Hoy se teme algo parecido en Ucrania. Si se firma un acuerdo en el que Rusia mantiene territorios ocupados militarmente, se estaría legitimando una forma de expansión geopolítica que muchos pensaban superada. El verdadero peligro es que ese precedente sea imitado por otros actores internacionales.
Una paz que implique ceder territorio al invasor sería más que una concesión. Sería una señal al mundo de que el expansionismo puede funcionar si se logra una buena negociación posterior. Esa señal podría tener consecuencias en Asia, África, Europa y también América Latina.
En Asia, China ha venido presionando sobre Taiwán. Hasta ahora, la disuasión internacional ha mantenido a raya un ataque directo. Pero si el caso de Ucrania demuestra que es posible invadir, resistir, negociar y quedarse con una parte del territorio, ¿qué impediría que Pekín intente lo mismo en el Pacífico?
En nuestra región hemos tenido y aún existen conflictos fronterizos irresueltos. Recordemos la disputa entre Venezuela y Guyana por el Esequibo, donde el gobierno de Nicolás Maduro esbozó amenazas de ocupación territorial en 2024. También está el diferendo entre Guatemala y Belice, la histórica demanda de Bolivia contra Chile, o reclamos marítimos en el Caribe. Si se normaliza la toma de territorios por la fuerza, ¿qué garantías tienen estos países de que no habrá imitadores en el vecindario?
Si el sistema internacional muestra que la fuerza puede más que el derecho internacional, se debilita la posición de países pequeños o medianos que dependen de normas y tratados para defender su integridad. Eso incluye a casi todos en América Latina. Nuestra historia está llena de intentos de dominación y nuestra libertad ha costado demasiado como para exponerla a nuevos ciclos de imposición.
Ante este peligro países aliados de Estados Unidos como Japón o Corea del Sur están debatiendo si deben desarrollar armamento nuclear propio ante el temor de que Washington no reaccione en su defensa. Esto refleja un desgaste del orden internacional que, aunque imperfecto, había logrado frenar el expansionismo por la vía militar desde la Segunda Guerra Mundial.
Algunos analistas hablan de una “nueva era de las conquistas”, distinta de los imperios tradicionales. No se trata de colonias ni de protectorados, se trata de tomar territorios y luego exigir al mundo que lo acepte como hecho consumado. Este peligroso modelo no solo rompe las reglas, sino que lo hace parecer inevitable.

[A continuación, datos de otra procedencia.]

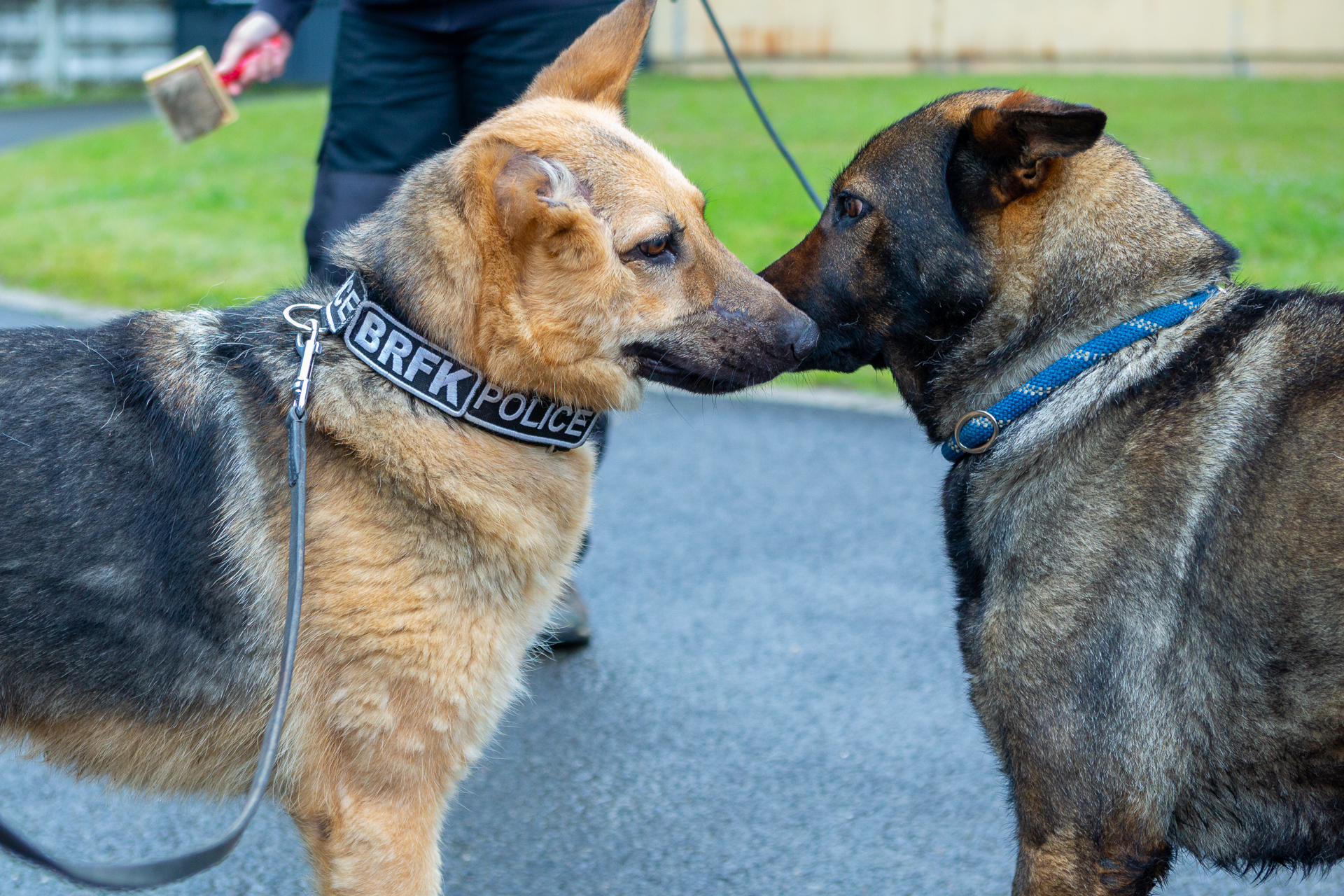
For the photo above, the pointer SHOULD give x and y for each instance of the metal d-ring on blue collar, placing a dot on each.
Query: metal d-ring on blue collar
(976, 431)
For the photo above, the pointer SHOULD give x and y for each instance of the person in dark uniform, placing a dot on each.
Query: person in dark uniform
(412, 77)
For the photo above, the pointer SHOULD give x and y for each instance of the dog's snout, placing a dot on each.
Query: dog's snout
(803, 335)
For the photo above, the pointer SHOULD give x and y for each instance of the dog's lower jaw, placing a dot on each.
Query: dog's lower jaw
(657, 365)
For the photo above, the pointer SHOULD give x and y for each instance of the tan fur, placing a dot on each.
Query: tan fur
(436, 550)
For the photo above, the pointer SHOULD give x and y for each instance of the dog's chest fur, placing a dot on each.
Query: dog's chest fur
(435, 554)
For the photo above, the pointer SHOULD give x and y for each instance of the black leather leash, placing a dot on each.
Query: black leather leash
(756, 104)
(168, 871)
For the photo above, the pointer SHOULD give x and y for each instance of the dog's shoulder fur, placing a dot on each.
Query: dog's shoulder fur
(1148, 562)
(147, 507)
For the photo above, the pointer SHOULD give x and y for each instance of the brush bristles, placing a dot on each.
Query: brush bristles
(188, 96)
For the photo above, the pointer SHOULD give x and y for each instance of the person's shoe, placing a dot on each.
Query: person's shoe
(569, 629)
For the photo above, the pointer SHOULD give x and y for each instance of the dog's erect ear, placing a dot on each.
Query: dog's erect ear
(1019, 136)
(528, 187)
(598, 65)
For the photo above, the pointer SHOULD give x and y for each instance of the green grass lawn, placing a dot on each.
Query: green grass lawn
(127, 216)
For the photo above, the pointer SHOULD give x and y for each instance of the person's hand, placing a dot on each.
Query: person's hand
(254, 33)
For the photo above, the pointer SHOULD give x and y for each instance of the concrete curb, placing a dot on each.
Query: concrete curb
(78, 314)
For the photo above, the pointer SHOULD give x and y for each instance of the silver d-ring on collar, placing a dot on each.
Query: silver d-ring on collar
(981, 449)
(298, 324)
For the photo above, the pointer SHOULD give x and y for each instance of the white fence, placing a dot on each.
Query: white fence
(58, 42)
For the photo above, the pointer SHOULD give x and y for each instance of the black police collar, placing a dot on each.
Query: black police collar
(414, 365)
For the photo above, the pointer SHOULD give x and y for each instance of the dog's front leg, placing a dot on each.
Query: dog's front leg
(1069, 864)
(372, 780)
(370, 841)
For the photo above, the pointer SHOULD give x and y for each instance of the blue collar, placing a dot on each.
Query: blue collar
(976, 431)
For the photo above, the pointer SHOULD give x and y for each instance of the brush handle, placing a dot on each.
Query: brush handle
(237, 71)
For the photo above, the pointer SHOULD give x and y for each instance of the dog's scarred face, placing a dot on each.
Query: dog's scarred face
(592, 261)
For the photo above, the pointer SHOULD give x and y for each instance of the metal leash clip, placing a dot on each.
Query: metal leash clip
(308, 348)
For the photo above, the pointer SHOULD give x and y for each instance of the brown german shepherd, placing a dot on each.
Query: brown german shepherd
(1151, 562)
(144, 507)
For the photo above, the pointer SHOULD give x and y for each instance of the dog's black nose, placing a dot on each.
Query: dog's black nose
(803, 336)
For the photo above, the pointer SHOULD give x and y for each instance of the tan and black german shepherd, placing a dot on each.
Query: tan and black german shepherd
(1151, 562)
(144, 511)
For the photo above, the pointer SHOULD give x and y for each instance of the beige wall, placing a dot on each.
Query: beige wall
(1307, 34)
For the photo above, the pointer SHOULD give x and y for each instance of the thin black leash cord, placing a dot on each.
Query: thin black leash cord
(168, 871)
(756, 104)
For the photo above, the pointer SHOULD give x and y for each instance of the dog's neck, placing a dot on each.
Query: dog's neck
(1092, 248)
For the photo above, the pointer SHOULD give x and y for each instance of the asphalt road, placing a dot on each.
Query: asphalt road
(772, 704)
(24, 125)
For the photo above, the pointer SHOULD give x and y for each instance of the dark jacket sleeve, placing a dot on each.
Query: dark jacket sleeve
(286, 13)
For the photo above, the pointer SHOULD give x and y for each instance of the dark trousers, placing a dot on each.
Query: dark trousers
(401, 94)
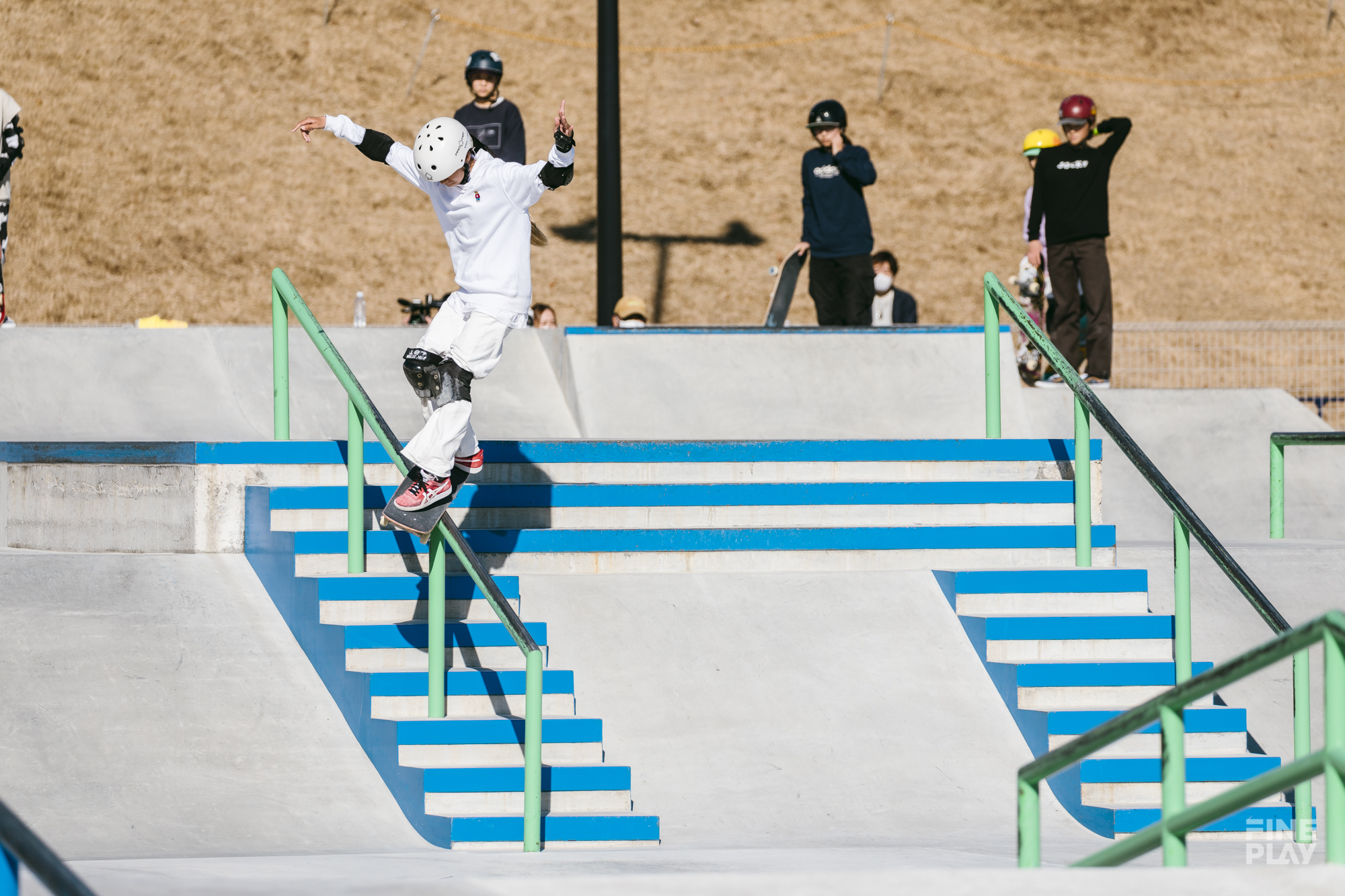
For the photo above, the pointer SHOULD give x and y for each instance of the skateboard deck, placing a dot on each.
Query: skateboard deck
(422, 522)
(783, 292)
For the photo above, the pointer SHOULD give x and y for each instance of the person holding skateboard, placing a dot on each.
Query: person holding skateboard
(482, 208)
(836, 221)
(1070, 192)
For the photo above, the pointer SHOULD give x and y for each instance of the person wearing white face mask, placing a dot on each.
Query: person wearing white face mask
(891, 306)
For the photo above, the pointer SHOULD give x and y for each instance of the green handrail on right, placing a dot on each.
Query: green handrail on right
(1176, 822)
(284, 299)
(1278, 440)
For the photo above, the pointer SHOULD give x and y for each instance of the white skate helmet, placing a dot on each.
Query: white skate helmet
(442, 149)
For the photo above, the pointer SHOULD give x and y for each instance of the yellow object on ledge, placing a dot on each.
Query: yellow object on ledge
(161, 323)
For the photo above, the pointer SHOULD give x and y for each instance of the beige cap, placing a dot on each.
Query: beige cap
(631, 306)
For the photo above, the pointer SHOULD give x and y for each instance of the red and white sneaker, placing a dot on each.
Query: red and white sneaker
(426, 491)
(471, 463)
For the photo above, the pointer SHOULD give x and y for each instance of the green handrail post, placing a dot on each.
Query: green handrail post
(280, 365)
(435, 622)
(992, 366)
(533, 755)
(1303, 747)
(354, 489)
(1174, 783)
(1334, 647)
(1030, 823)
(1277, 489)
(1083, 486)
(1182, 599)
(1278, 442)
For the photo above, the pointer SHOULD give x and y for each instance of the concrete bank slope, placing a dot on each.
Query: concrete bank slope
(118, 384)
(794, 709)
(158, 706)
(1214, 447)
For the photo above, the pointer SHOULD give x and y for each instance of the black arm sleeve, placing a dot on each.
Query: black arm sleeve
(376, 146)
(514, 140)
(1120, 130)
(553, 177)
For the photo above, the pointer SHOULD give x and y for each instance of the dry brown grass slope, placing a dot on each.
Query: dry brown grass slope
(161, 175)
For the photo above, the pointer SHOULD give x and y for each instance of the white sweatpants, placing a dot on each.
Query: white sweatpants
(475, 341)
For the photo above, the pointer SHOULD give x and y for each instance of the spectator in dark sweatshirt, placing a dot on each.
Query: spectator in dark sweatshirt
(493, 120)
(836, 221)
(1070, 190)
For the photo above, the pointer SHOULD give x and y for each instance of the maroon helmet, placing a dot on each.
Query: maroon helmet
(1078, 110)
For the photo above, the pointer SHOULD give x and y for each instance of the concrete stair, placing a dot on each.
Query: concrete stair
(1070, 649)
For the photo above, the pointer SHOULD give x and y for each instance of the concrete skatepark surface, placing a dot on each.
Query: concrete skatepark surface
(174, 739)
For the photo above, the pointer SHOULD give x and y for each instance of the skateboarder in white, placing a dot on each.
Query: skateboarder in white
(482, 206)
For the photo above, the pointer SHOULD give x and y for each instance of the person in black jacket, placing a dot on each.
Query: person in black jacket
(836, 221)
(494, 122)
(11, 150)
(1070, 190)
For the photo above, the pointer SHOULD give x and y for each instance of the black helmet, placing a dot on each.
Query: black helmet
(485, 61)
(829, 114)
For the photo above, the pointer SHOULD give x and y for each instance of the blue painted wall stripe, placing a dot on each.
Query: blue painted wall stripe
(1089, 674)
(1036, 581)
(474, 634)
(99, 452)
(781, 331)
(704, 495)
(510, 779)
(496, 731)
(1198, 768)
(490, 541)
(1078, 627)
(556, 827)
(407, 587)
(461, 682)
(1199, 719)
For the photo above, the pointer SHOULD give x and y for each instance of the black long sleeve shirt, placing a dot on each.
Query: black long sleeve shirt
(1070, 188)
(500, 128)
(836, 218)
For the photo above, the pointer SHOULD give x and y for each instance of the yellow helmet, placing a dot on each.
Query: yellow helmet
(1039, 140)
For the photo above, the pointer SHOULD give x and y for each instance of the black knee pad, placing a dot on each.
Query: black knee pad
(430, 374)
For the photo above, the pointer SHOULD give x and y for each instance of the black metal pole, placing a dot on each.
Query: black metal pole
(609, 163)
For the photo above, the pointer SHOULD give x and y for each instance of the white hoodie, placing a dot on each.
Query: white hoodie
(485, 222)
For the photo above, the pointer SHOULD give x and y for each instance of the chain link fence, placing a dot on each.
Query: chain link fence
(1304, 358)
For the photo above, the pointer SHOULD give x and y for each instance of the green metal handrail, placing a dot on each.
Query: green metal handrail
(1186, 524)
(32, 850)
(1278, 440)
(361, 411)
(1178, 821)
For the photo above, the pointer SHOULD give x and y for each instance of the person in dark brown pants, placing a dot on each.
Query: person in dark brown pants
(1070, 190)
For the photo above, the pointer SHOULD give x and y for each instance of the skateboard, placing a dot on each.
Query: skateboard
(422, 522)
(783, 292)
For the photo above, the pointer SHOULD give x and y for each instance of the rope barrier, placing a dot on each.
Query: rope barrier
(919, 33)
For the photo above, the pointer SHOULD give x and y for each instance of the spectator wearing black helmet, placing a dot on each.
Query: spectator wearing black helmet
(836, 221)
(492, 119)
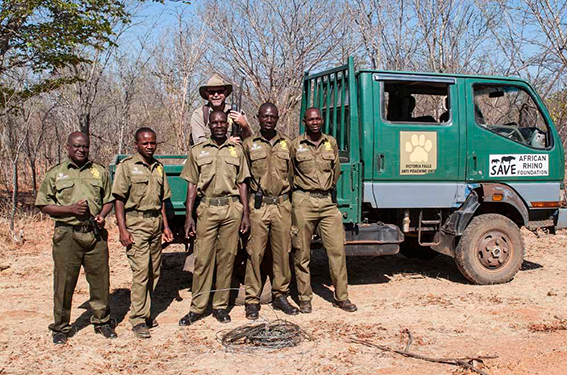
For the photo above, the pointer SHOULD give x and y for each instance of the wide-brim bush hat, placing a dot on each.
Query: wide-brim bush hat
(215, 81)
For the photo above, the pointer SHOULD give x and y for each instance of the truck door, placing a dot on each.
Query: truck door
(510, 136)
(417, 141)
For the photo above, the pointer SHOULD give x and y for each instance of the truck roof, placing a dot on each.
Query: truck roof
(433, 74)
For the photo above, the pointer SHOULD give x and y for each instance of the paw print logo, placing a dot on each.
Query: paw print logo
(418, 148)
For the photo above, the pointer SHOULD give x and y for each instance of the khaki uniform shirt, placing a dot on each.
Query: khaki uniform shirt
(67, 183)
(143, 186)
(270, 165)
(199, 131)
(216, 170)
(315, 167)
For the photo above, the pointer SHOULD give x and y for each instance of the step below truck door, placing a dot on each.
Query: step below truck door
(414, 149)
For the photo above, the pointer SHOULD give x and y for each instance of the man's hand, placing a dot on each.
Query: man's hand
(79, 208)
(189, 227)
(126, 238)
(167, 235)
(235, 140)
(238, 118)
(245, 223)
(100, 221)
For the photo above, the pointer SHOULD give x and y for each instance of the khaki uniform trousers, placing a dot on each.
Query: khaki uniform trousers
(308, 213)
(216, 244)
(270, 222)
(71, 249)
(144, 257)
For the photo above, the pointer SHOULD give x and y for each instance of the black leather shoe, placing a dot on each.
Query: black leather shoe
(252, 311)
(281, 303)
(345, 305)
(189, 319)
(106, 330)
(59, 338)
(142, 331)
(222, 315)
(305, 307)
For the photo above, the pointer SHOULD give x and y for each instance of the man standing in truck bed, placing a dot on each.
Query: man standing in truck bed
(216, 171)
(270, 213)
(316, 168)
(215, 93)
(141, 188)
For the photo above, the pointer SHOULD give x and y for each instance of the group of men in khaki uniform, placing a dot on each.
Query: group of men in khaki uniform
(77, 195)
(251, 185)
(276, 188)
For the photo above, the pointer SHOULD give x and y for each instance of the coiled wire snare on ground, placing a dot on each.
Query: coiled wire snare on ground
(277, 334)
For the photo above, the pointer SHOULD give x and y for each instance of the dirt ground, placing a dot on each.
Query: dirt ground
(523, 322)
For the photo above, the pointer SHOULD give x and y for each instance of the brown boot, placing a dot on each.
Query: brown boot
(305, 307)
(345, 305)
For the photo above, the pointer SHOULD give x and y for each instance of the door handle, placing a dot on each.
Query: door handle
(380, 162)
(474, 164)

Lo que está en juego en Ucrania no es solo la soberanía de una nación europea. Está en juego el principio de que ningún país puede apropiarse del territorio de otro impunemente. Si ese principio se rompe, cualquier frontera puede volverse discutible y la guerra sería la herramienta legítima para cambiar los mapas.
En el siglo XX, la humanidad fue testigo de guerras devastadoras provocadas por ambiciones territoriales, nacionalismos exacerbados y acuerdos entre grandes potencias que ignoraron a las pequeñas. Volver a ese mundo sería una tragedia.
Defender la libertad significa defender la soberanía, el derecho internacional y la dignidad de los pueblos frente a la ley del más fuerte. Porque cuando el poder se impone sobre la razón, los primeros en perder son siempre los más vulnerables.